Bundan sonra ne olacak? Güvercin Fed, genişleyici Çin ekonomi politikaları, ABD - Çin ateşkesi ve intizamlı Brexit senaryolarının güçlenmesi küresel piyasalardaki yükselişin kısa vadede devam edeceğine işaret ediyor. Dünyaya göre ucuz kalan ve küresel portföylerde sınırlı pay olan Türkiye varlıkları kısa vadede dünyayı yenmeye devam edebilir.

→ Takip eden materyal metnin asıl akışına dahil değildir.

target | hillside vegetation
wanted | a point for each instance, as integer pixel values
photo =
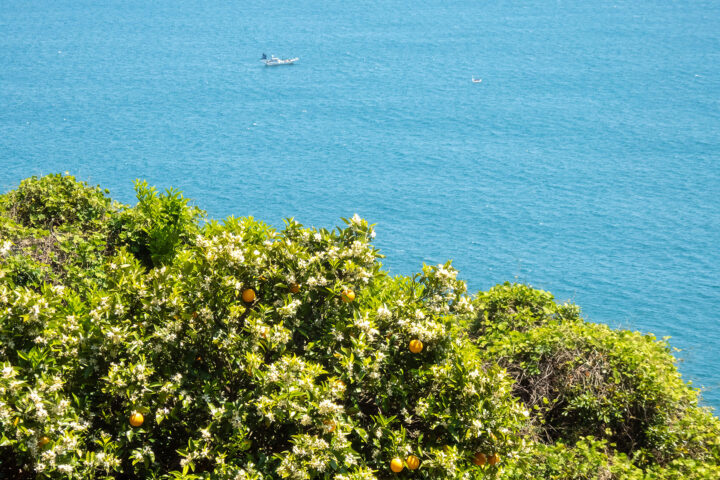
(147, 342)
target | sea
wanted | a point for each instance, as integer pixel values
(586, 162)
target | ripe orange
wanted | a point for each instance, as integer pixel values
(479, 459)
(415, 346)
(396, 465)
(248, 295)
(331, 425)
(136, 419)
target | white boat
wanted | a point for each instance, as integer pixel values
(274, 61)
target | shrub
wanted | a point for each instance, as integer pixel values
(55, 200)
(581, 379)
(157, 226)
(156, 347)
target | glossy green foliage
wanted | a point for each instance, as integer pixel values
(256, 353)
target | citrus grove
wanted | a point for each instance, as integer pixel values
(148, 342)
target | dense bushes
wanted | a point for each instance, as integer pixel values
(153, 346)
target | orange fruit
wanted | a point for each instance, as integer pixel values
(136, 419)
(248, 295)
(479, 459)
(415, 346)
(396, 465)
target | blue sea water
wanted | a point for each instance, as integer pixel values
(587, 162)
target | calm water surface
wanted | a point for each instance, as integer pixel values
(587, 162)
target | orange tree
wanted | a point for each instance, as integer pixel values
(138, 342)
(246, 353)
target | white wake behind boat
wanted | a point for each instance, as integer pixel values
(274, 61)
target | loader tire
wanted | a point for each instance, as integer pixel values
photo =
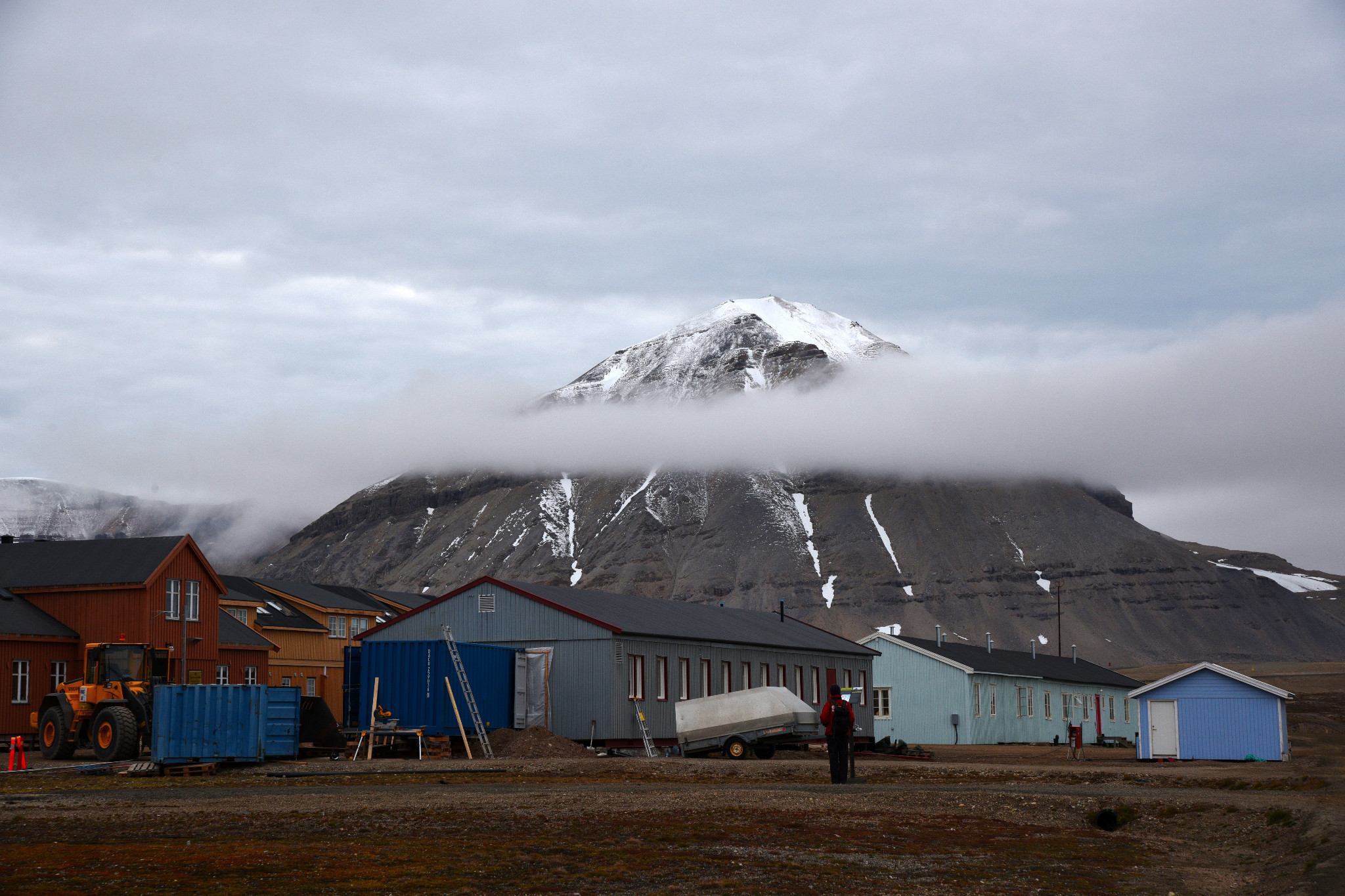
(53, 738)
(115, 734)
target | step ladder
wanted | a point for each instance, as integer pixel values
(467, 692)
(645, 733)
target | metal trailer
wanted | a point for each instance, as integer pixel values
(225, 723)
(744, 721)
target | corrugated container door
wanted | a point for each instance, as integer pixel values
(282, 723)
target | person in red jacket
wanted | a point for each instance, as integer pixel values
(838, 719)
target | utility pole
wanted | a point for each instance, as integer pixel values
(1059, 649)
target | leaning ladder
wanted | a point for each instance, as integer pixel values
(645, 731)
(467, 694)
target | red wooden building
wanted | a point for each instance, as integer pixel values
(66, 594)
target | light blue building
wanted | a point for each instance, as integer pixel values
(921, 687)
(1211, 712)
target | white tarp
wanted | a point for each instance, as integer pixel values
(539, 687)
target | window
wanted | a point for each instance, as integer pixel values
(192, 603)
(174, 597)
(636, 679)
(883, 703)
(19, 689)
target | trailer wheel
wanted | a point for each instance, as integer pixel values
(736, 748)
(53, 738)
(115, 735)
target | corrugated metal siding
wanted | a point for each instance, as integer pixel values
(1220, 717)
(219, 723)
(410, 684)
(15, 717)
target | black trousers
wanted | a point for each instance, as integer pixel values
(838, 753)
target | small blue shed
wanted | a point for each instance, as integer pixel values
(1211, 712)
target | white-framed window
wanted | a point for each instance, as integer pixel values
(173, 598)
(19, 673)
(192, 601)
(883, 703)
(636, 679)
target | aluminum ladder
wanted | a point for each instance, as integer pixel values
(645, 733)
(467, 692)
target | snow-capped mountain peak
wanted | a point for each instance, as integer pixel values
(739, 345)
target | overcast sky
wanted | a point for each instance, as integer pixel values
(219, 222)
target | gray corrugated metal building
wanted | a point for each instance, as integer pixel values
(612, 652)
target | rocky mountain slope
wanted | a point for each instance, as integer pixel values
(847, 553)
(47, 509)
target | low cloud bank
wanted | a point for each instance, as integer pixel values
(1247, 414)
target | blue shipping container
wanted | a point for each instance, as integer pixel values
(225, 723)
(410, 684)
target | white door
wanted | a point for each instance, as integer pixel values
(1162, 729)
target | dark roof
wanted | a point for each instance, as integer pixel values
(319, 595)
(277, 614)
(34, 565)
(20, 617)
(1020, 662)
(232, 631)
(630, 614)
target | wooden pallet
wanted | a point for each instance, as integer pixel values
(190, 771)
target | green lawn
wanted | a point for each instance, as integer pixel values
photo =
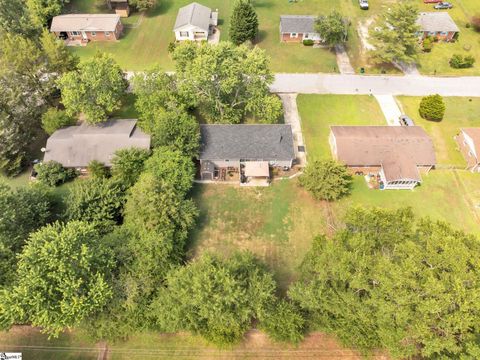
(318, 113)
(437, 61)
(460, 112)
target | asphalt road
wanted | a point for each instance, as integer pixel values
(376, 85)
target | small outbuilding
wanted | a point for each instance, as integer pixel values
(195, 22)
(83, 28)
(395, 153)
(469, 143)
(77, 146)
(248, 150)
(296, 28)
(439, 25)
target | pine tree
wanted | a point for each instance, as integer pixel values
(243, 23)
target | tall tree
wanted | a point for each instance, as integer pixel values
(333, 28)
(215, 298)
(226, 82)
(243, 22)
(63, 277)
(394, 35)
(386, 281)
(95, 89)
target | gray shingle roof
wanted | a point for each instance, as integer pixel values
(194, 14)
(436, 21)
(85, 22)
(76, 146)
(297, 23)
(247, 142)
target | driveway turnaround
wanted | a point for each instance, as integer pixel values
(375, 85)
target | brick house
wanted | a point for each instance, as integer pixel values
(437, 24)
(296, 28)
(83, 28)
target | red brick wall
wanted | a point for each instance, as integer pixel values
(286, 37)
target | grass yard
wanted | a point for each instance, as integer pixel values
(460, 112)
(275, 223)
(319, 112)
(437, 61)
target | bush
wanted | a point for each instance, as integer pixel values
(427, 45)
(52, 173)
(54, 119)
(326, 180)
(432, 107)
(97, 170)
(475, 21)
(284, 323)
(461, 62)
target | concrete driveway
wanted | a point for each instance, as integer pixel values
(376, 85)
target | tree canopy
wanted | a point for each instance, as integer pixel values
(243, 22)
(95, 89)
(62, 278)
(215, 298)
(388, 281)
(226, 82)
(394, 35)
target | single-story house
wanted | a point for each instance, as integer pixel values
(121, 7)
(296, 28)
(469, 142)
(195, 22)
(395, 153)
(250, 150)
(437, 24)
(87, 27)
(77, 146)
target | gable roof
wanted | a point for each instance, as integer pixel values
(297, 23)
(85, 22)
(436, 21)
(194, 14)
(76, 146)
(247, 142)
(398, 149)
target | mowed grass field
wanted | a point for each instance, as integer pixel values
(460, 112)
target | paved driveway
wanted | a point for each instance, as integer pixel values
(376, 85)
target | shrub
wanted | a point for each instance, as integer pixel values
(52, 173)
(97, 170)
(326, 180)
(475, 21)
(461, 62)
(432, 107)
(54, 119)
(427, 45)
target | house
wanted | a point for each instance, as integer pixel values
(77, 146)
(247, 150)
(437, 24)
(395, 153)
(83, 28)
(121, 7)
(296, 28)
(195, 22)
(469, 143)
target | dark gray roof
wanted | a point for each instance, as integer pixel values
(76, 146)
(297, 23)
(436, 21)
(194, 14)
(247, 142)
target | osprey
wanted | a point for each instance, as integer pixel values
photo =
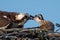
(13, 19)
(45, 25)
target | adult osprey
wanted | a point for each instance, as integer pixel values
(45, 25)
(12, 19)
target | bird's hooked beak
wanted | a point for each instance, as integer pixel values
(19, 17)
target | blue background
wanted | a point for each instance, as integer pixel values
(50, 9)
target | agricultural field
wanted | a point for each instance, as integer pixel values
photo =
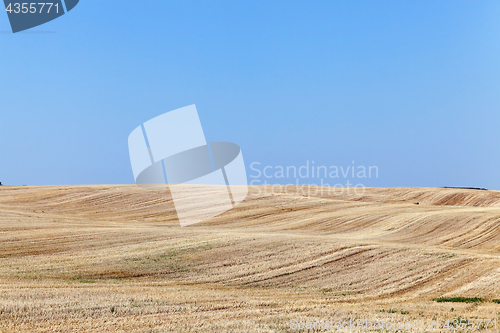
(113, 258)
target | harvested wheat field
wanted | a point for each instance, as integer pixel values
(114, 259)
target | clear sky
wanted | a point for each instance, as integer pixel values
(412, 87)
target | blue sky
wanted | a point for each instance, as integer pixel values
(410, 87)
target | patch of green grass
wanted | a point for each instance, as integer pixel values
(459, 299)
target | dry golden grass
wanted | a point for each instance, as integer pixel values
(114, 258)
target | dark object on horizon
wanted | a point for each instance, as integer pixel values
(467, 188)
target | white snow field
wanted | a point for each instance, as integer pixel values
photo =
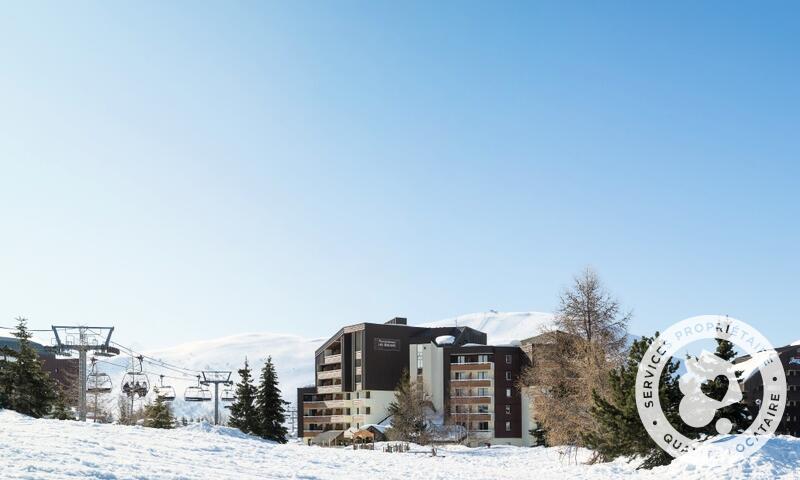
(50, 449)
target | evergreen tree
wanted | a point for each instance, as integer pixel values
(618, 430)
(270, 406)
(409, 422)
(737, 412)
(32, 392)
(158, 414)
(243, 411)
(573, 359)
(6, 385)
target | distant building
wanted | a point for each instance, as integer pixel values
(63, 370)
(471, 385)
(753, 389)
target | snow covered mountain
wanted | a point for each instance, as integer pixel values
(52, 449)
(292, 355)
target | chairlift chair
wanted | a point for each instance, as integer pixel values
(165, 392)
(198, 393)
(97, 382)
(228, 393)
(135, 382)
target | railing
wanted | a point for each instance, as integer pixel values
(329, 374)
(329, 389)
(471, 366)
(461, 400)
(329, 359)
(317, 418)
(470, 382)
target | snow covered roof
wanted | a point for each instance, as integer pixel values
(445, 340)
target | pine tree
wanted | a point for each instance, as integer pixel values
(7, 357)
(270, 406)
(33, 392)
(618, 430)
(243, 412)
(409, 422)
(737, 412)
(158, 414)
(573, 359)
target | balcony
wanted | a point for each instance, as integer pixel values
(320, 404)
(460, 367)
(470, 382)
(472, 416)
(329, 389)
(329, 374)
(332, 359)
(317, 419)
(471, 400)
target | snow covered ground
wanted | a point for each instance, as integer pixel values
(50, 449)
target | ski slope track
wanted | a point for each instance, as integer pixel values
(51, 449)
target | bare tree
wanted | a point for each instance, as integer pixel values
(573, 358)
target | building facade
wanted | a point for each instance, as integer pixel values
(471, 385)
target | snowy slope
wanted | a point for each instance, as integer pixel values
(50, 449)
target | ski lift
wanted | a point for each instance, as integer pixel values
(197, 393)
(164, 392)
(135, 382)
(97, 382)
(228, 393)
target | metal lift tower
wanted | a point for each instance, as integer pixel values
(83, 339)
(216, 377)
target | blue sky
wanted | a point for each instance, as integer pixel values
(186, 171)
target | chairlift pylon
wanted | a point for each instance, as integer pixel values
(97, 382)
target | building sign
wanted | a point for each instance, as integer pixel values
(387, 344)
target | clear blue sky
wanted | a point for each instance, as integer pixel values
(187, 171)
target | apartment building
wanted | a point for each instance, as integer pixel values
(469, 383)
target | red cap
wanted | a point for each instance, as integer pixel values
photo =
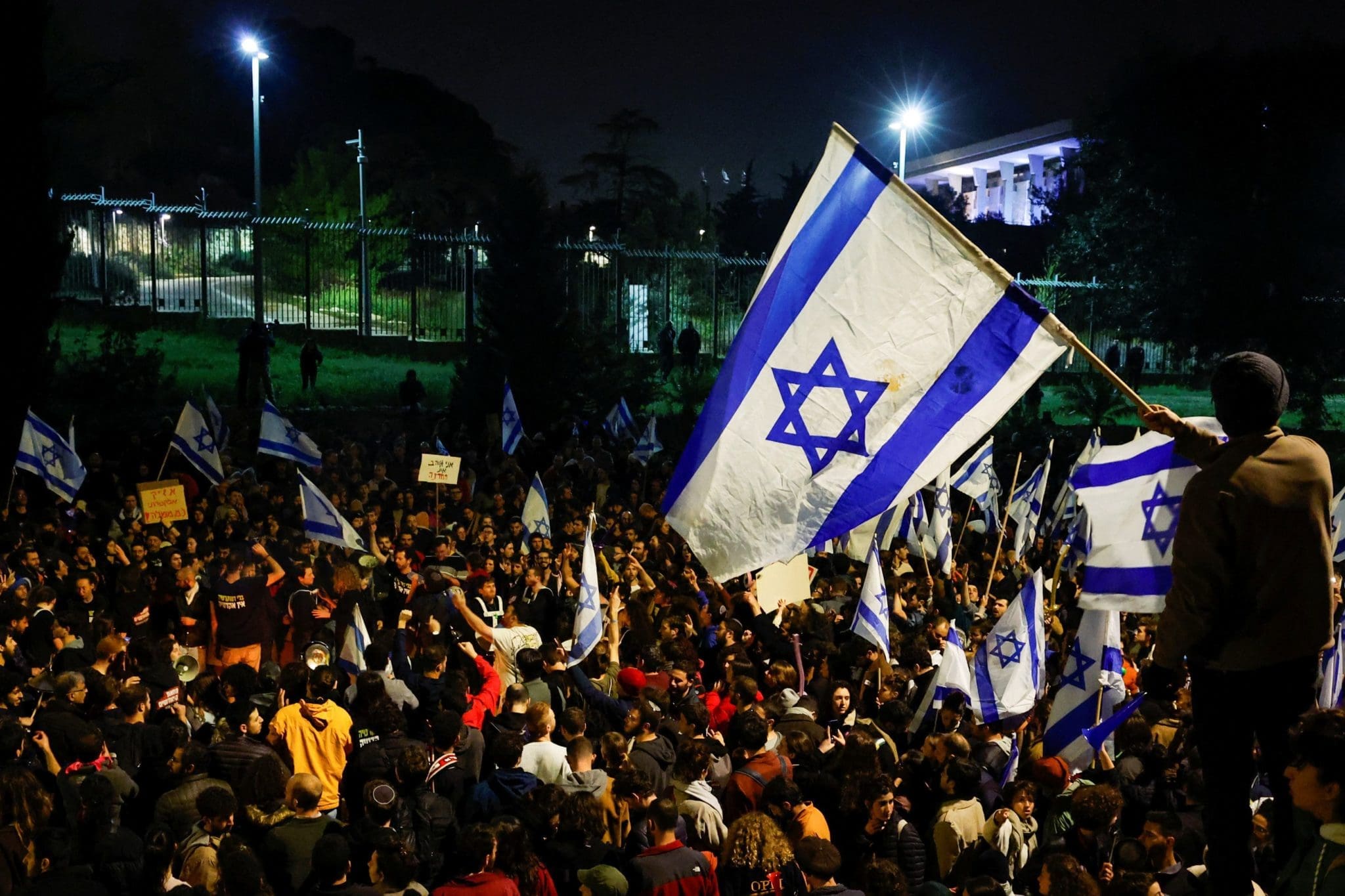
(631, 680)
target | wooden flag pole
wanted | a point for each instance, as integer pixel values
(1000, 542)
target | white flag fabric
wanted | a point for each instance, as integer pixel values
(1133, 496)
(953, 676)
(194, 441)
(1094, 664)
(512, 427)
(537, 521)
(1011, 667)
(1026, 504)
(322, 522)
(873, 613)
(649, 444)
(46, 454)
(880, 345)
(284, 440)
(619, 421)
(588, 618)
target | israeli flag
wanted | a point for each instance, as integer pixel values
(353, 645)
(588, 618)
(1009, 670)
(1094, 664)
(322, 522)
(880, 345)
(950, 677)
(536, 517)
(871, 617)
(1026, 504)
(217, 422)
(195, 442)
(649, 444)
(619, 421)
(512, 429)
(978, 481)
(1332, 670)
(46, 454)
(283, 438)
(1133, 496)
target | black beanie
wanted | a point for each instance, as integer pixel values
(1250, 393)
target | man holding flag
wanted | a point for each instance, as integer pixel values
(1250, 606)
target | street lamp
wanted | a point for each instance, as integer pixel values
(911, 119)
(250, 47)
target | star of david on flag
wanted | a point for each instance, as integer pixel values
(1133, 498)
(46, 454)
(194, 442)
(879, 347)
(284, 440)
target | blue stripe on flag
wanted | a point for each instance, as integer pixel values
(1138, 582)
(1151, 463)
(779, 301)
(988, 355)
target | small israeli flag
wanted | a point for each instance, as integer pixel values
(953, 676)
(512, 427)
(588, 618)
(619, 421)
(1133, 496)
(353, 645)
(536, 517)
(322, 522)
(46, 454)
(648, 445)
(194, 441)
(1009, 670)
(284, 440)
(871, 617)
(1026, 504)
(879, 347)
(1094, 664)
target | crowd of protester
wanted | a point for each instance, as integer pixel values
(174, 714)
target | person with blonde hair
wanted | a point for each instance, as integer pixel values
(758, 859)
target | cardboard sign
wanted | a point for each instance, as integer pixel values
(162, 501)
(440, 468)
(782, 584)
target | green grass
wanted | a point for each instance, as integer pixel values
(349, 378)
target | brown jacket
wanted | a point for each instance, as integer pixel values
(1252, 558)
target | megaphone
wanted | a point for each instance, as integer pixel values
(318, 654)
(187, 668)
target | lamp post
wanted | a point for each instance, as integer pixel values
(254, 49)
(910, 120)
(366, 305)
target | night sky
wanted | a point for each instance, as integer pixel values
(732, 82)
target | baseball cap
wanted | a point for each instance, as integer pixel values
(604, 880)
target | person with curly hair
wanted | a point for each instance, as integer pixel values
(758, 859)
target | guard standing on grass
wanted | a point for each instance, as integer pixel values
(1250, 606)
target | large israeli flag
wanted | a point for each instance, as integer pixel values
(195, 442)
(1093, 666)
(1133, 496)
(953, 676)
(512, 427)
(871, 617)
(284, 440)
(537, 521)
(619, 421)
(1026, 504)
(880, 345)
(322, 522)
(1009, 670)
(46, 454)
(353, 645)
(588, 618)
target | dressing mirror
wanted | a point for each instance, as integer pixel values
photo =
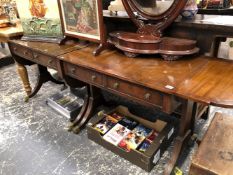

BIST Banka endeksi kritik direnç seviyelerini (120K ve 126K) aşmış durumda. Alım için destek haline gelen bu seviyelere geri çekilme beklenebilir. Bankalar ile başlayan yükselişin geride kalmış demir-çelik hisseleri başta olmak üzere sanayi hisselerine yayıldığını görebiliriz.
Küresel risk iştahındaki güçlenme ve gelişmekte olan ülke varlıklarına para girişinin artması ağustos şoku sonrası yaralarını sarmaya çalışan Türkiye için altın değerinde bir fırsat sunuyor. Yaklaşan seçimler nedeniyle popülist politikalara baş vurmaz, sıkı maliye ve para politikasını sürdürürsek, kur şokunun enflasyon yoluyla yarattığı tahribatı sınırlayıp Türkiye’yi kur şoku - faiz - durgunluk sarmalından çıkartabiliriz.